Utility Trailer Manufacturing Company
- Type: Private
- Founded: 1914
- Founders: H. C. Bennett; E. W. Bennett;
- Headquarters: City of Industry, Los Angeles County, California, United States, U.S.
- Products: Semi-trailers, refrigerated vans & trailers
- Website: www.utilitytrailer.com

= Utility Trailer Manufacturing Company =

American semi-trailer manufacturer

Utility Trailer Manufacturing Company is an American semi-trailer truck dry van, flatbed, and refrigerated van trailer manufacturing company, with its headquarters in the City of Industry, Los Angeles County, California, and sales office in Alpharetta, Georgia and a Parts Distribution Center in Batavia, Ohio.
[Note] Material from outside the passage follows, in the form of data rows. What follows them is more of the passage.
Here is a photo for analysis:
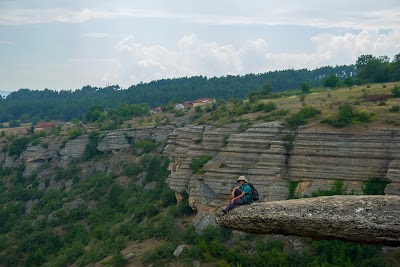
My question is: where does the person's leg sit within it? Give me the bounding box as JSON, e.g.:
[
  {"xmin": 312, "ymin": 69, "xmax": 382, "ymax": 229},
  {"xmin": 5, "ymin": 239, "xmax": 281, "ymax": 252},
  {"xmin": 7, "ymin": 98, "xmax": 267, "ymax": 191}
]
[{"xmin": 234, "ymin": 188, "xmax": 242, "ymax": 197}]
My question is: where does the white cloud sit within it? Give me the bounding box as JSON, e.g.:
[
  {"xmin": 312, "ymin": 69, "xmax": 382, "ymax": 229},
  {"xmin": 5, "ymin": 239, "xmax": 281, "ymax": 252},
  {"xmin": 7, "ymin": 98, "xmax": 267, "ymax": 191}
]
[
  {"xmin": 110, "ymin": 30, "xmax": 400, "ymax": 86},
  {"xmin": 84, "ymin": 32, "xmax": 111, "ymax": 39},
  {"xmin": 0, "ymin": 3, "xmax": 400, "ymax": 29},
  {"xmin": 0, "ymin": 40, "xmax": 14, "ymax": 45}
]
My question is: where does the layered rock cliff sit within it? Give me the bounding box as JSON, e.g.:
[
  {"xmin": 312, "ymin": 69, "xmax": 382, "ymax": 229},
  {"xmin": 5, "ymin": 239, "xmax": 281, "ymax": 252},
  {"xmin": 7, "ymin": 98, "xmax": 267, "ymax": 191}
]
[
  {"xmin": 165, "ymin": 123, "xmax": 400, "ymax": 215},
  {"xmin": 0, "ymin": 126, "xmax": 173, "ymax": 177}
]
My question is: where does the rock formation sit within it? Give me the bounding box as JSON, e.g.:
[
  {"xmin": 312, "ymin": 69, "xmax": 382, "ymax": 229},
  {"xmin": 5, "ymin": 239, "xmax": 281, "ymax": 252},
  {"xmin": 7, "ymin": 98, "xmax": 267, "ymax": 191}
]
[
  {"xmin": 216, "ymin": 196, "xmax": 400, "ymax": 246},
  {"xmin": 165, "ymin": 122, "xmax": 400, "ymax": 216}
]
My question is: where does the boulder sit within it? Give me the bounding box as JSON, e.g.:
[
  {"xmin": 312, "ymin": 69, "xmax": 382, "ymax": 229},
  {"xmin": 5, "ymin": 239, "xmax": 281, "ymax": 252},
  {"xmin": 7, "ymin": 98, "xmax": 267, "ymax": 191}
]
[{"xmin": 216, "ymin": 196, "xmax": 400, "ymax": 246}]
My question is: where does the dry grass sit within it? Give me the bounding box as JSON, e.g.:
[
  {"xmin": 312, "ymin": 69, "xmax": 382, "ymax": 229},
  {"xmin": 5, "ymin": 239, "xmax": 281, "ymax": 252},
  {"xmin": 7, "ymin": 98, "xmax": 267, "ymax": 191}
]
[{"xmin": 264, "ymin": 83, "xmax": 400, "ymax": 131}]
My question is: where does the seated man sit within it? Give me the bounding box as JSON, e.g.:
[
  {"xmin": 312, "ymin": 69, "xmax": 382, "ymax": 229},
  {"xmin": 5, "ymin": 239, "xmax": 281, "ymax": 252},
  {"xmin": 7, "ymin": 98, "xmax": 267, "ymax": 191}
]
[{"xmin": 217, "ymin": 176, "xmax": 252, "ymax": 216}]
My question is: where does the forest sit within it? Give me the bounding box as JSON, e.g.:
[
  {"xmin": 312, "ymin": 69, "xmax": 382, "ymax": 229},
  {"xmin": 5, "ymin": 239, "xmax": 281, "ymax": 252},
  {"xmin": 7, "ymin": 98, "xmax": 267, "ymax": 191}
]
[
  {"xmin": 0, "ymin": 54, "xmax": 400, "ymax": 126},
  {"xmin": 0, "ymin": 65, "xmax": 355, "ymax": 123}
]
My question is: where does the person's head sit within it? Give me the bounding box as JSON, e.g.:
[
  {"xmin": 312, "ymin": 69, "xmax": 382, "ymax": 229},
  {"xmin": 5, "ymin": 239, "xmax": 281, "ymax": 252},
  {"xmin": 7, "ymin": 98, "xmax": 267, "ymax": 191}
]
[{"xmin": 237, "ymin": 176, "xmax": 247, "ymax": 184}]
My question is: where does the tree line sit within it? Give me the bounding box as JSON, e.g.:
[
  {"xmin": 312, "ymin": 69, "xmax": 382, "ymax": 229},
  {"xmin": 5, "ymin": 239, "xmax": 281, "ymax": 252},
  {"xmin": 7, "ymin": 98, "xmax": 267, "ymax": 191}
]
[{"xmin": 0, "ymin": 54, "xmax": 400, "ymax": 123}]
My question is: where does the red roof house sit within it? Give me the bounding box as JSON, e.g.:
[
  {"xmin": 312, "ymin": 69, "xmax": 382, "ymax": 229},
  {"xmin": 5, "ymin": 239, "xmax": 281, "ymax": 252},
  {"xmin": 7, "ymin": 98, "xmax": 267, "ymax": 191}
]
[
  {"xmin": 193, "ymin": 98, "xmax": 215, "ymax": 107},
  {"xmin": 35, "ymin": 121, "xmax": 56, "ymax": 129}
]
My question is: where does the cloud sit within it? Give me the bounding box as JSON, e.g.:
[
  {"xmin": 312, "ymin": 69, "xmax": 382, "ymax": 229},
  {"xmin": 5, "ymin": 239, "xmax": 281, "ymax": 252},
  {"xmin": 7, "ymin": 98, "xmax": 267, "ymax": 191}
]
[
  {"xmin": 84, "ymin": 32, "xmax": 111, "ymax": 39},
  {"xmin": 111, "ymin": 30, "xmax": 400, "ymax": 86},
  {"xmin": 0, "ymin": 40, "xmax": 15, "ymax": 45},
  {"xmin": 0, "ymin": 3, "xmax": 400, "ymax": 29}
]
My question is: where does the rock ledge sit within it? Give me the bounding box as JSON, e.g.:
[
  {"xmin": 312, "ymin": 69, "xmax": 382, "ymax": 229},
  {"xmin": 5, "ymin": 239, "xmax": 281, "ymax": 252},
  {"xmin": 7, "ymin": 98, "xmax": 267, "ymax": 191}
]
[{"xmin": 216, "ymin": 196, "xmax": 400, "ymax": 247}]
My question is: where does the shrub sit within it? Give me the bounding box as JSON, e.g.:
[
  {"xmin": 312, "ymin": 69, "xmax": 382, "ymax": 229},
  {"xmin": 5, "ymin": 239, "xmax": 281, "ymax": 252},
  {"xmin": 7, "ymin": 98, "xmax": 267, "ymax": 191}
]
[
  {"xmin": 8, "ymin": 137, "xmax": 31, "ymax": 157},
  {"xmin": 124, "ymin": 163, "xmax": 142, "ymax": 177},
  {"xmin": 312, "ymin": 180, "xmax": 344, "ymax": 197},
  {"xmin": 237, "ymin": 123, "xmax": 250, "ymax": 133},
  {"xmin": 389, "ymin": 105, "xmax": 400, "ymax": 112},
  {"xmin": 175, "ymin": 109, "xmax": 185, "ymax": 117},
  {"xmin": 288, "ymin": 181, "xmax": 299, "ymax": 199},
  {"xmin": 264, "ymin": 102, "xmax": 276, "ymax": 113},
  {"xmin": 133, "ymin": 139, "xmax": 157, "ymax": 153},
  {"xmin": 286, "ymin": 105, "xmax": 321, "ymax": 128},
  {"xmin": 68, "ymin": 128, "xmax": 83, "ymax": 140},
  {"xmin": 189, "ymin": 155, "xmax": 212, "ymax": 174},
  {"xmin": 362, "ymin": 177, "xmax": 389, "ymax": 195},
  {"xmin": 321, "ymin": 104, "xmax": 372, "ymax": 128},
  {"xmin": 222, "ymin": 134, "xmax": 229, "ymax": 147},
  {"xmin": 391, "ymin": 85, "xmax": 400, "ymax": 97}
]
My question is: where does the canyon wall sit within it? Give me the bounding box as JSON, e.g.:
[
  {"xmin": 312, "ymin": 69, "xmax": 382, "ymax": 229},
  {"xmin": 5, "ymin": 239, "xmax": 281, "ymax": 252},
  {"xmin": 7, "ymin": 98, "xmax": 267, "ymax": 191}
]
[{"xmin": 165, "ymin": 122, "xmax": 400, "ymax": 212}]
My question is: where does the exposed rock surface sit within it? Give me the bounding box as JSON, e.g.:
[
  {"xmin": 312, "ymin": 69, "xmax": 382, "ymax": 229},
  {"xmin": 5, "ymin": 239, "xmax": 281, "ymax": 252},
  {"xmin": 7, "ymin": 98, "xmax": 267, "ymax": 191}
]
[
  {"xmin": 20, "ymin": 138, "xmax": 61, "ymax": 175},
  {"xmin": 97, "ymin": 131, "xmax": 129, "ymax": 152},
  {"xmin": 216, "ymin": 196, "xmax": 400, "ymax": 246},
  {"xmin": 60, "ymin": 134, "xmax": 89, "ymax": 166},
  {"xmin": 165, "ymin": 122, "xmax": 400, "ymax": 216}
]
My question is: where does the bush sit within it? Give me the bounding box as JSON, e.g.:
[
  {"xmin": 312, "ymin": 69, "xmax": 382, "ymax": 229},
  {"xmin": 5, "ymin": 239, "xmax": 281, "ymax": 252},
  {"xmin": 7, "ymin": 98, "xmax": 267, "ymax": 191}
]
[
  {"xmin": 222, "ymin": 134, "xmax": 229, "ymax": 147},
  {"xmin": 237, "ymin": 123, "xmax": 250, "ymax": 133},
  {"xmin": 321, "ymin": 104, "xmax": 372, "ymax": 128},
  {"xmin": 8, "ymin": 137, "xmax": 31, "ymax": 157},
  {"xmin": 124, "ymin": 163, "xmax": 142, "ymax": 177},
  {"xmin": 264, "ymin": 102, "xmax": 276, "ymax": 113},
  {"xmin": 362, "ymin": 177, "xmax": 389, "ymax": 195},
  {"xmin": 389, "ymin": 105, "xmax": 400, "ymax": 112},
  {"xmin": 68, "ymin": 128, "xmax": 83, "ymax": 140},
  {"xmin": 391, "ymin": 85, "xmax": 400, "ymax": 97},
  {"xmin": 312, "ymin": 180, "xmax": 344, "ymax": 197},
  {"xmin": 133, "ymin": 139, "xmax": 157, "ymax": 153},
  {"xmin": 286, "ymin": 105, "xmax": 321, "ymax": 128}
]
The company also designs and manufactures dry freight vans, curtainsided trailers, and aerodynamic technologies. It is the largest manufacturer of refrigerated van trailers in the United States.
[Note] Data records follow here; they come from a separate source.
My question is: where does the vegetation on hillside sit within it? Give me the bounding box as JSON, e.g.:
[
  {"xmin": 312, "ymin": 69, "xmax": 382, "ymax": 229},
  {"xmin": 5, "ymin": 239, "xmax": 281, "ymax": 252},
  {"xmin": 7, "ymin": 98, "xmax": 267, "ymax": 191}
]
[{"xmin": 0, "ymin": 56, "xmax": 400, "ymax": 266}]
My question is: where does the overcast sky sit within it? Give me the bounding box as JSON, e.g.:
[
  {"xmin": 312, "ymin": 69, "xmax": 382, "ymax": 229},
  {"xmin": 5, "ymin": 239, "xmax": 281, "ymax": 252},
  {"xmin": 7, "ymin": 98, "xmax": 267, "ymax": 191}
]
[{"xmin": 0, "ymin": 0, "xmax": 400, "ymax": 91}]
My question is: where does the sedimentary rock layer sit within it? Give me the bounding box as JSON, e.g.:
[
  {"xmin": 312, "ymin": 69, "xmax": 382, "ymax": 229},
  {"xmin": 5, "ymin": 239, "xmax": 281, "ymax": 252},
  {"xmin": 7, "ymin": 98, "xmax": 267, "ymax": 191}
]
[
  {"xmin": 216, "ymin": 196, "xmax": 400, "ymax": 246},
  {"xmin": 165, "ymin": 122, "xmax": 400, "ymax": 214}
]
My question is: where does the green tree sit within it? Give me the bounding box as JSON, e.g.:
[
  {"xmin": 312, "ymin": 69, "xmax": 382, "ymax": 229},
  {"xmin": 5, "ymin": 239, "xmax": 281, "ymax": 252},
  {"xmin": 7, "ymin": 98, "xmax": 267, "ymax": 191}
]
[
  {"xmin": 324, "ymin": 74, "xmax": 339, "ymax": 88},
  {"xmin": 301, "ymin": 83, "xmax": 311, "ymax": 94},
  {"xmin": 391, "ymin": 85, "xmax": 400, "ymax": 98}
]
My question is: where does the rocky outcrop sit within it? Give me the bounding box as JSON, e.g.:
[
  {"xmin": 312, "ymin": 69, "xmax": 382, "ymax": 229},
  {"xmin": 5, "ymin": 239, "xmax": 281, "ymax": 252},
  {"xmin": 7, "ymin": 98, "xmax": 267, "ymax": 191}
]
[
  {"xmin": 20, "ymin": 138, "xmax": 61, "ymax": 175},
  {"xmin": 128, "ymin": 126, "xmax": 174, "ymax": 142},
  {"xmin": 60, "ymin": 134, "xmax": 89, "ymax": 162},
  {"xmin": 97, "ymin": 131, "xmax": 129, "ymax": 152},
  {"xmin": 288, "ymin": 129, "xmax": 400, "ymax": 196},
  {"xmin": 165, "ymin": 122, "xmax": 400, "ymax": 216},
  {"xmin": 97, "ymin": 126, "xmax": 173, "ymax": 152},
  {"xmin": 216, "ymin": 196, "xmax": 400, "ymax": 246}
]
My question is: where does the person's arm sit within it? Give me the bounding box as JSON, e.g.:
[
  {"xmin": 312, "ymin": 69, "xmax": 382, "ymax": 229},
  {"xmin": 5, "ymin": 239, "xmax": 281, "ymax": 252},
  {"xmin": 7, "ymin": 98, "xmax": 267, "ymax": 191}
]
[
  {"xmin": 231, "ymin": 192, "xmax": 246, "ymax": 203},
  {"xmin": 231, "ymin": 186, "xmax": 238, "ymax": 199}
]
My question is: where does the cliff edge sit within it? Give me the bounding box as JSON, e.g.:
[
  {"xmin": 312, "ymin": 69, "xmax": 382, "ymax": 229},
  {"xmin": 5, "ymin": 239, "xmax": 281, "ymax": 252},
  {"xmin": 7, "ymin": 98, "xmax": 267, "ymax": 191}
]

Utility was founded in 1914, by brothers H. C. Bennett and E. W. Bennett. Before founding Utility, the two brothers had previously owned a lumber business in Phoenix, Arizona. After selling off that company, the two purchased the assets of a wagon company in Los Angeles and incorporated a new company there. The name Utility was adopted after the company had pivoted toward the manufacturing of trailers for the burgeoning diesel truck market of the early 20th century; most of Utility's clientele were California's original utility companies, and the name stuck. Ownership of Utility has remained within the Bennett family since its founding. The company's operations remained localized within the western United States until the 1960s, when it began its gradual expansion east of the Rocky Mountains. By the mid-1990s, most of the company's business was in the East Coast as opposed to the west, although its base of operations remained in the City of Industry in Los Angeles County.
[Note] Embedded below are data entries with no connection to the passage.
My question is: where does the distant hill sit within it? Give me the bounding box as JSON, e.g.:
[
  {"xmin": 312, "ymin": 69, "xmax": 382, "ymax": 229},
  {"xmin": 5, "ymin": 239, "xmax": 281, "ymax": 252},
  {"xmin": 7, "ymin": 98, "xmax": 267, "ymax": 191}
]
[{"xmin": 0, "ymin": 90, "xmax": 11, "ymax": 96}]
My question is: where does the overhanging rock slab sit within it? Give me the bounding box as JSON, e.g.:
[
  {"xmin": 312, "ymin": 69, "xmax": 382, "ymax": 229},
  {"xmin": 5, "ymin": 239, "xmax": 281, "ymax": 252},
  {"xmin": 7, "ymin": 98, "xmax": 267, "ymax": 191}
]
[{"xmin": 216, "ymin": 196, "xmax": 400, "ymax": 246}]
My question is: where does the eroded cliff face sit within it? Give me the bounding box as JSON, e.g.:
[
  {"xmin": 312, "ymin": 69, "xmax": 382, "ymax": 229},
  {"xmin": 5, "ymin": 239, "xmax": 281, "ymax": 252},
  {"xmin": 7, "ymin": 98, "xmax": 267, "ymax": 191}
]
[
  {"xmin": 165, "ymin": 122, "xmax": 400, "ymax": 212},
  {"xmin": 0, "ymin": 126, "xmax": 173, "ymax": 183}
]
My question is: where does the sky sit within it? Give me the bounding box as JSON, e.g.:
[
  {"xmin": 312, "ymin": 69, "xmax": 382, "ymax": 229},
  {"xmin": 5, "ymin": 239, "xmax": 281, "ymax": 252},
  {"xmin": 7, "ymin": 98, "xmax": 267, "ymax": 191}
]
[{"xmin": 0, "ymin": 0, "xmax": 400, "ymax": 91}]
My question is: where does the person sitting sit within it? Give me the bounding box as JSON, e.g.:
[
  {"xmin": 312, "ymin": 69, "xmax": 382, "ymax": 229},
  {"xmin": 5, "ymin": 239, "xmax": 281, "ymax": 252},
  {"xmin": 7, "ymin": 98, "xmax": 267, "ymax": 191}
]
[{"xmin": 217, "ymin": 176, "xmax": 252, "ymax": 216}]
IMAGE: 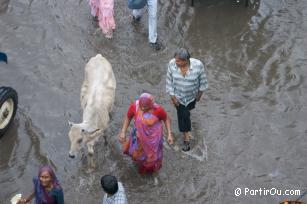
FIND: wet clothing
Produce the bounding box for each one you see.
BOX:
[124,100,167,173]
[33,166,64,204]
[132,0,158,43]
[102,182,128,204]
[166,58,208,106]
[89,0,115,35]
[176,100,196,132]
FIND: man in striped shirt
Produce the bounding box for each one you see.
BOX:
[166,48,208,151]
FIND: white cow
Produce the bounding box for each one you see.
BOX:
[68,54,116,167]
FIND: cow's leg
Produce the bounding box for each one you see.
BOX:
[87,139,96,171]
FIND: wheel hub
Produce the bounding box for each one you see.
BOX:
[0,98,14,129]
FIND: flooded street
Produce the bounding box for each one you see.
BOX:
[0,0,307,204]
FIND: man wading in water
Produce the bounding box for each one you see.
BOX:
[166,48,208,151]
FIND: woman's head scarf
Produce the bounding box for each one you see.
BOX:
[33,166,61,204]
[139,93,154,109]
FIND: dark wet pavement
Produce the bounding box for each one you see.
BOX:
[0,0,307,204]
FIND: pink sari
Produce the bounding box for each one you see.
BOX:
[124,101,163,173]
[89,0,115,37]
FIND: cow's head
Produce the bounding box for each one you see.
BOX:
[68,121,86,158]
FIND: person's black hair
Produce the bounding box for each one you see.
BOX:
[100,175,118,195]
[174,48,190,61]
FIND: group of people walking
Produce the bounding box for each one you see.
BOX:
[118,48,208,173]
[17,48,208,204]
[13,0,208,204]
[89,0,161,50]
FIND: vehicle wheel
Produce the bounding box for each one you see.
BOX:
[0,87,18,137]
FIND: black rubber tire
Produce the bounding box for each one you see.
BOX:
[0,86,18,137]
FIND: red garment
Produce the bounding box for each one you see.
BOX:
[127,102,167,121]
[123,100,167,174]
Utility has six trailer manufacturing facilities in North America. Utility's single temp and multi-temp refrigerated trailers are manufactured at the Clearfield, Utah, Atkins, Virginia, and Piedras Negras, Mexico plants.  Utility's dry vans are manufactured at the Glade Spring, Virginia and Paragould, Arkansas plants. Utility also manufactures several flatbed models including an aluminum/steel combination flatbed, an all-steel flatbed, drop decks, and curtainsided trailers, all produced at the Enterprise, Alabama facility. The company's manufacturing plant in Clearfield, Utah, was opened up in 1993, occupying a 58 acre plot of land. In 1994, they opened up the Atkins, Virginia, plant, occupying 55 acres there. After the city of Clearfield denied them a permit to expand their operations beyond their plot of land in 1998, Utility opened up the Glade Spring, Virginia, facility in 1999.

The company also has an independent dealer network in over 100 locations in the United States, Canada, Mexico and South America. Authorized dealers offer trailer sales, aftermarket parts, and service.